Pieter de Hooch (1629-ca. 1688)

Pieter de Hooch, an important genre painter of interior domestic scenes, was born on the outskirts of Rotterdam, the son of a village butcher who fancied himself a painter. De Hooch was a pupil of Berchem in Haarlem until the age of twenty-three, when he became "painter and lackey" to a wealthy and eccentric Delft merchant. Delft was the city of the artist's greatest happiness and finest work; there he married the daughter of a master faience-maker and knew both Fabritius, Rembrandt's best pupil, and Vermeer.
His works show the influence of Berchem in the boxlike construction that his teacher borrowed from Claude Lorrain; from Fabritius he learned an elaborate use of perspective; and from Vermeer, he learned the use of light, that in de Hooch's work is golden rather than silvery.
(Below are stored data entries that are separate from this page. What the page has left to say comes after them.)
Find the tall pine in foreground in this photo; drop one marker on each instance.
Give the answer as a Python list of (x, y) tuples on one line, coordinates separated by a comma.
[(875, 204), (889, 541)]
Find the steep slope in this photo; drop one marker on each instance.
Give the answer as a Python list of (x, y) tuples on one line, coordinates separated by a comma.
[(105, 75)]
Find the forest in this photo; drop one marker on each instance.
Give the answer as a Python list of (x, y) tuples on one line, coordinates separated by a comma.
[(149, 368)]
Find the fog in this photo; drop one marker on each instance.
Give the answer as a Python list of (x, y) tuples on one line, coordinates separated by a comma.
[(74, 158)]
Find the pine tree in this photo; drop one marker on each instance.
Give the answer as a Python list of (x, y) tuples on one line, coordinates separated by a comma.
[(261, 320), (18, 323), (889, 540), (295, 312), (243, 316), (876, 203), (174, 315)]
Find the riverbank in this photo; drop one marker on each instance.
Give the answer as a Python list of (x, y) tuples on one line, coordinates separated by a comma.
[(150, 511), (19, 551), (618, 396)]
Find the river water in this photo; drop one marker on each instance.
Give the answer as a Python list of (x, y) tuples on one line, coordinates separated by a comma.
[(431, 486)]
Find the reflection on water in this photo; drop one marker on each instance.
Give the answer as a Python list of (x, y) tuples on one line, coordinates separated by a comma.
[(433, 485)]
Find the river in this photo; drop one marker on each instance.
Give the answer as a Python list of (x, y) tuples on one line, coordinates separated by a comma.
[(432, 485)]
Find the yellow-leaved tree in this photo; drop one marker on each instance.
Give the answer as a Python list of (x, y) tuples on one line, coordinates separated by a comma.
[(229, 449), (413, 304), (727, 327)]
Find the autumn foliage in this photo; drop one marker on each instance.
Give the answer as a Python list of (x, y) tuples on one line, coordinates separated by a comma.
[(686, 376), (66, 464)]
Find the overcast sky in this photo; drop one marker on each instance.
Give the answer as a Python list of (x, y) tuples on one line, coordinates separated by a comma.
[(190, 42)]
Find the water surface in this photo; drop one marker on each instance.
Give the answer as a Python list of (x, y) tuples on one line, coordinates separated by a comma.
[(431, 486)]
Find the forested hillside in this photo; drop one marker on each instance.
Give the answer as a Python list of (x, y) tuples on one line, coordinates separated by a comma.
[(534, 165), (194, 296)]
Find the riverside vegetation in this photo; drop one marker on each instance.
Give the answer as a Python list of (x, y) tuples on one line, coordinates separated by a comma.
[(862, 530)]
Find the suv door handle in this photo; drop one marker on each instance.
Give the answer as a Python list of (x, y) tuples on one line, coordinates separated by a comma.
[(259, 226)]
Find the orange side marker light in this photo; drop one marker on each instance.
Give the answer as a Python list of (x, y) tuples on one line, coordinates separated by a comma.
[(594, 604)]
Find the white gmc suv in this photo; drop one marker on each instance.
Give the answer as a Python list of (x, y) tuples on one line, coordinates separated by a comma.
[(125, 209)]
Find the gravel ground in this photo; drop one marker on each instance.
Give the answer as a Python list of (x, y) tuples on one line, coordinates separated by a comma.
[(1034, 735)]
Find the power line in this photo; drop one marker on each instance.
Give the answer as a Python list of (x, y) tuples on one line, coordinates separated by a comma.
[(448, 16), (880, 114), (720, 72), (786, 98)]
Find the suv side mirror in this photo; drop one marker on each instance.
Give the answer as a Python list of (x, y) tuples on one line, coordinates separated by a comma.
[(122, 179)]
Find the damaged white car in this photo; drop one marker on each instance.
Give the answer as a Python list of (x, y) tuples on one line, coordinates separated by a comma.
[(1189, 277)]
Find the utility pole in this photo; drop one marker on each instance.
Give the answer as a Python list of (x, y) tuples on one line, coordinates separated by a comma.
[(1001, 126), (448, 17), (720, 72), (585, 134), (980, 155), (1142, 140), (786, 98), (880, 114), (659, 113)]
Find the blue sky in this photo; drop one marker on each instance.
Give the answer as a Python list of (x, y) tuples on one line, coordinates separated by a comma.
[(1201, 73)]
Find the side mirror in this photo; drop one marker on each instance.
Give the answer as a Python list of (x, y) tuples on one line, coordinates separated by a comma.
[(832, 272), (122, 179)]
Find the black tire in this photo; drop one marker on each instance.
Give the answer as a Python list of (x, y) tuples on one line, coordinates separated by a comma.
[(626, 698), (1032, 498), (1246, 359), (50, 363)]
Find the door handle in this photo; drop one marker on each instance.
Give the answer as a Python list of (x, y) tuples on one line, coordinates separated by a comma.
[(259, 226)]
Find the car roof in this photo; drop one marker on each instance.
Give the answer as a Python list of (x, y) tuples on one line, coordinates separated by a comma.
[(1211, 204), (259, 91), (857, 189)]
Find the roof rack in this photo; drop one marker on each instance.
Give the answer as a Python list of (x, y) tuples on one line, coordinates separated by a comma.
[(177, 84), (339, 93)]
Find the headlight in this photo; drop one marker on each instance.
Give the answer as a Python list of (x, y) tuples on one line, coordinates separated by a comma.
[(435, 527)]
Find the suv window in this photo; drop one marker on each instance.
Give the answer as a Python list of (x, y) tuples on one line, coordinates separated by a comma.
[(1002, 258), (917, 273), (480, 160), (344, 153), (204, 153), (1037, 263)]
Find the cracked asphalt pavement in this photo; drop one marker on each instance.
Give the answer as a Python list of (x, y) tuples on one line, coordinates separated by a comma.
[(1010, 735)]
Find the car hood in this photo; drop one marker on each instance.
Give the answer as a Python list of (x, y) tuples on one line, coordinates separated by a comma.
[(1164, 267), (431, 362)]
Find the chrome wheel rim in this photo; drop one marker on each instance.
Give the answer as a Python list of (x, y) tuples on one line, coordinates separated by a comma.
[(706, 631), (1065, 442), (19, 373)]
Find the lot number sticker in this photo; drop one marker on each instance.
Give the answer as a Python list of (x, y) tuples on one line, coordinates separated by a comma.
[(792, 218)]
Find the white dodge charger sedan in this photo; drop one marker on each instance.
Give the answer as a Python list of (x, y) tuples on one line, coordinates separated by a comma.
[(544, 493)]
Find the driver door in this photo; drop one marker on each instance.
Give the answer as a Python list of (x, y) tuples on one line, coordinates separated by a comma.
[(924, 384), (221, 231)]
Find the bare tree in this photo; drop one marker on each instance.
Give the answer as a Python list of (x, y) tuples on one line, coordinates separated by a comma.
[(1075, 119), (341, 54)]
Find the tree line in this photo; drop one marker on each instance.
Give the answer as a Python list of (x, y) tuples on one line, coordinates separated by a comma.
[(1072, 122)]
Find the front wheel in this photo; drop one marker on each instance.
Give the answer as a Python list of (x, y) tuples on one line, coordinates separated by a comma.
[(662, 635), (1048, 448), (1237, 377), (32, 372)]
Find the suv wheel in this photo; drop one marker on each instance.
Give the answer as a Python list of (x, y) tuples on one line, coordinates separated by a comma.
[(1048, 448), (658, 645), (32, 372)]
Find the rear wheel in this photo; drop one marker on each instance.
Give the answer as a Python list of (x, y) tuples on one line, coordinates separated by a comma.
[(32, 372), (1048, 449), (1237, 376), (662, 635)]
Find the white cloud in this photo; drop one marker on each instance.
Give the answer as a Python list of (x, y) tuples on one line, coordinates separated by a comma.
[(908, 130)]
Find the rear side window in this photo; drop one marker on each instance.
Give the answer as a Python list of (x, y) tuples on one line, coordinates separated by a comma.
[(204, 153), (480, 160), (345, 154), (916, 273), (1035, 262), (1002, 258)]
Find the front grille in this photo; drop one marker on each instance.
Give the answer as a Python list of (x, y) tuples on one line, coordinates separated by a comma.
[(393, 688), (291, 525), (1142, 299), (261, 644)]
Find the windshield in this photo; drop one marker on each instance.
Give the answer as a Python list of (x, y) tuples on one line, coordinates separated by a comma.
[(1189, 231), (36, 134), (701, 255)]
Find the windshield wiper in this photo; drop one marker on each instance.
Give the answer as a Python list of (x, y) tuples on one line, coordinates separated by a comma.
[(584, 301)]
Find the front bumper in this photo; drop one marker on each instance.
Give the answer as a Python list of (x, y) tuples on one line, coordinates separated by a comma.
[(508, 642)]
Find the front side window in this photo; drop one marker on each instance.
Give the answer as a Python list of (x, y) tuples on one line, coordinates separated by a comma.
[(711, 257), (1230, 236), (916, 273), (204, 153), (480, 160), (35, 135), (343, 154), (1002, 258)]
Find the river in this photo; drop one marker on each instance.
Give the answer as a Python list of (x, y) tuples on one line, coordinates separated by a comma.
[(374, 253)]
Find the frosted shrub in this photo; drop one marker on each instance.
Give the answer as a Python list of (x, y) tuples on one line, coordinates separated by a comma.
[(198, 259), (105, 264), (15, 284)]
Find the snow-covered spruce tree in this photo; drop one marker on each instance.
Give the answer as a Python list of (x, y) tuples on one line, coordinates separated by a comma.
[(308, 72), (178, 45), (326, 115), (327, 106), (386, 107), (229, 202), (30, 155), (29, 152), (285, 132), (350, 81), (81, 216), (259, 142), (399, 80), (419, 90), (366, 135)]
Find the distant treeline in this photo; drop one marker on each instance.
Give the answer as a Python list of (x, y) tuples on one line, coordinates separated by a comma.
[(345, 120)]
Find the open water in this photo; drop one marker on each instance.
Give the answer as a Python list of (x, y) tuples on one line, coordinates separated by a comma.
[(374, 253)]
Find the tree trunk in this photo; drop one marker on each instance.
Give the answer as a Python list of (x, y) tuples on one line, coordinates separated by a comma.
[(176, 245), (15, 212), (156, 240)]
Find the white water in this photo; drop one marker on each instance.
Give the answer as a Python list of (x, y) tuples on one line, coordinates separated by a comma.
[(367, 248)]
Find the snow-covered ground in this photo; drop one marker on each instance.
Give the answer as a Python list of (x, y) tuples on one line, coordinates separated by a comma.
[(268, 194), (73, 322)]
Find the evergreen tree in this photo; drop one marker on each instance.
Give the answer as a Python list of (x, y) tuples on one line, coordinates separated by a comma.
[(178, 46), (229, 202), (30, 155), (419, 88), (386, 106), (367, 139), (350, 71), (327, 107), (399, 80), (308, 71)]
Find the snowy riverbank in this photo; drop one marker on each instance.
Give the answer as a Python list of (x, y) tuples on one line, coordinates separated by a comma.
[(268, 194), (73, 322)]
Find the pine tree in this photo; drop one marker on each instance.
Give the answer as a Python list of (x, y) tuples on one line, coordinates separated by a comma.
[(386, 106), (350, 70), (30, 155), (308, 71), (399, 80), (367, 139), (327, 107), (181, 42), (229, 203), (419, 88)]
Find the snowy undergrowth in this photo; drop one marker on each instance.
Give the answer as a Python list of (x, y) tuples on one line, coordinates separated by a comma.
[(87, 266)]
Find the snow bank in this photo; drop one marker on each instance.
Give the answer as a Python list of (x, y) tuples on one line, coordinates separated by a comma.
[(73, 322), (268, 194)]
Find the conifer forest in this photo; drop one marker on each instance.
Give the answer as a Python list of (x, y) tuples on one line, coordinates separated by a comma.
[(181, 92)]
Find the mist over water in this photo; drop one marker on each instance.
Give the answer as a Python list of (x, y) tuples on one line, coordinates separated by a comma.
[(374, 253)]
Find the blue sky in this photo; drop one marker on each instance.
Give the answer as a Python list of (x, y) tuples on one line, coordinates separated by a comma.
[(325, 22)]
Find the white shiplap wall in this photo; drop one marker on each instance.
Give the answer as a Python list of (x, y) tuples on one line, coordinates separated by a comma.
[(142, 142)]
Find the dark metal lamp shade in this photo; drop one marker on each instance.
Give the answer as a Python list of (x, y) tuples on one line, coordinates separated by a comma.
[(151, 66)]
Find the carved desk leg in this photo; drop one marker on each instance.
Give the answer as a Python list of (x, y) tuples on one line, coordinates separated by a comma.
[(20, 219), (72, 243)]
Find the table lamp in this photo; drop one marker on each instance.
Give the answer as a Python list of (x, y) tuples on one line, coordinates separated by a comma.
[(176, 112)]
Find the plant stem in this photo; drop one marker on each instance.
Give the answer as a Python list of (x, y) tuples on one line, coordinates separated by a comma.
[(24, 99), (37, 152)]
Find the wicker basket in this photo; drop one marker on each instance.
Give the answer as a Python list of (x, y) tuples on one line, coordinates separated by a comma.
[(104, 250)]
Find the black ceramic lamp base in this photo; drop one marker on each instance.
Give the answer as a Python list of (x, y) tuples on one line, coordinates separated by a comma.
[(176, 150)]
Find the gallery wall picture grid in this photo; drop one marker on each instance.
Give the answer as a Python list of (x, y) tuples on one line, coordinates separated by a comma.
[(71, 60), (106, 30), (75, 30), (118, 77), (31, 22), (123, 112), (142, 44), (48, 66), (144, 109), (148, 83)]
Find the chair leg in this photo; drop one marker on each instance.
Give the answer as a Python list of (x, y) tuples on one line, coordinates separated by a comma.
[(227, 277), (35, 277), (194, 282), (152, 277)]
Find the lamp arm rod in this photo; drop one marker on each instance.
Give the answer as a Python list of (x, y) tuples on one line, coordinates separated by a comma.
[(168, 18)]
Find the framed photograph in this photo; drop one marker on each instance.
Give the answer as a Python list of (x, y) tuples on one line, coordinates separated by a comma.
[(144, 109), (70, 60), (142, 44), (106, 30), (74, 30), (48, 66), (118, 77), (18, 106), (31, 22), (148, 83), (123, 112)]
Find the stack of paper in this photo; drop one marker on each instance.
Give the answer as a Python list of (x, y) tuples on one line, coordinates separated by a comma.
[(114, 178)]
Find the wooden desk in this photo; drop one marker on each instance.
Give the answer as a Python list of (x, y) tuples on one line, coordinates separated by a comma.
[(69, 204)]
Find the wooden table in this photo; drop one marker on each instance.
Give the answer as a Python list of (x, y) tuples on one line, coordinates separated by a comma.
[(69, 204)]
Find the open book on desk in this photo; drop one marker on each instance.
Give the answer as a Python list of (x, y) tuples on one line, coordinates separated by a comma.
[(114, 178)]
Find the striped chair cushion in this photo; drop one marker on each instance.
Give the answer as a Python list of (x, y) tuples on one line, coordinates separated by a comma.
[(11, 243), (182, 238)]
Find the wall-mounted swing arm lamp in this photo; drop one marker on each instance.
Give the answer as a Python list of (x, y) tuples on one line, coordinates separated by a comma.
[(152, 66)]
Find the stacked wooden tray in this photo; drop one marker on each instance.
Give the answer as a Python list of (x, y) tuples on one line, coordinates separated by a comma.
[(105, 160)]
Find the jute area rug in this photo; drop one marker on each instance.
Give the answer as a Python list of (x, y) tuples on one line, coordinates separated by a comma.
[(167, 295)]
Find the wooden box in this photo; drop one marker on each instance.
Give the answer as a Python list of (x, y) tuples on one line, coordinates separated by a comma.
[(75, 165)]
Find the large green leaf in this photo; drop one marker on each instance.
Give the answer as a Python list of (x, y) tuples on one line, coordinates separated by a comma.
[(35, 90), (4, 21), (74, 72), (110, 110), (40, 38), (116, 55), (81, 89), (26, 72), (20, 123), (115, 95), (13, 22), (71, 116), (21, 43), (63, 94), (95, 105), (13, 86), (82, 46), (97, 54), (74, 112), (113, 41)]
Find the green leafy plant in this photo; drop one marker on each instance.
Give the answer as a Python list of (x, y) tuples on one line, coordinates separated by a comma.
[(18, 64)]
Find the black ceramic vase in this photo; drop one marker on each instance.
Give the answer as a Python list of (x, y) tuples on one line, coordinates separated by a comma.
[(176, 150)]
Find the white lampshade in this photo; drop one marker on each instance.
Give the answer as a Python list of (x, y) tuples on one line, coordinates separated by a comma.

De Hooch's interiors are softly warm in color and quiet in atmosphere. Space in his paintings is handled in definite planes divided by walls and doors, receding in perspective and variously lit through windows on different levels. He was particularly skilled in painting the glow of filtered sunshine. De Hooch was deeply distressed when his wife died in 1667, and he moved to Amsterdam, where he began to paint fashionable scenes of the more sophisticated, affluent society in the larger city. Thus, as many other Dutch painters had done, de Hooch ceded to popular demand in order to earn a livelihood. De Hooch's straightforward style and unassuming temperament did not lend themselves to the new subjects (which he continued to paint until his death at an unknown date after 1688), and they are less satisfying than the middle-class interiors of his life in Delft.